Five provisions of our Articles of Incorporation currently require the affirmative vote of the holders of at least 80% of the votes entitles to be cast by the holders of the then outstanding shares of stock (the “Supermajority Voting Standard”). Specifically, Section (D) of Article SEVENTH requires the Supermajority Voting Standard to remove a director; Sections (A) and (E) of Article NINTH requires the Supermajority Voting Standard to both approve any “Business Combination” (as defined in the Articles of Incorporation) or to amend or repeal Article NINTH itself; and Sections (A) and (B) of Article TWELFTH requires the Supermajority Voting Standard to both amend or repeal any provision of the Articles of Incorporation or to amend or repeal any provision of the Company’s Bylaws.
If approved, this proposal would amend Section (D) of Article SEVENTH, Sections (A) and (E) of Article NINTH and Sections (A) and (B) of Article TWELFTH of our Articles of Incorporation to replace the Supermajority Voting Standard with a majority of the votes entitled to be cast standard.
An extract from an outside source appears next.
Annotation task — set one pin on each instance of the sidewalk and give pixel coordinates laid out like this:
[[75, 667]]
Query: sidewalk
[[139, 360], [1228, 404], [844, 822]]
The text of these proposed amendments to our Articles of Incorporation is attached as Appendix A to this Proxy Statement. If approved by our shareholders, these amendments to our Articles of Incorporation would become effective upon filing with the Secretary of State of the State of North Carolina, which we would file promptly following the Annual Meeting.
VOTE
The Board unanimously recommends a vote “FOR” the approval of the amendments to Kontoor’s Articles of Incorporation to replace all supermajority voting standards with majority voting standards.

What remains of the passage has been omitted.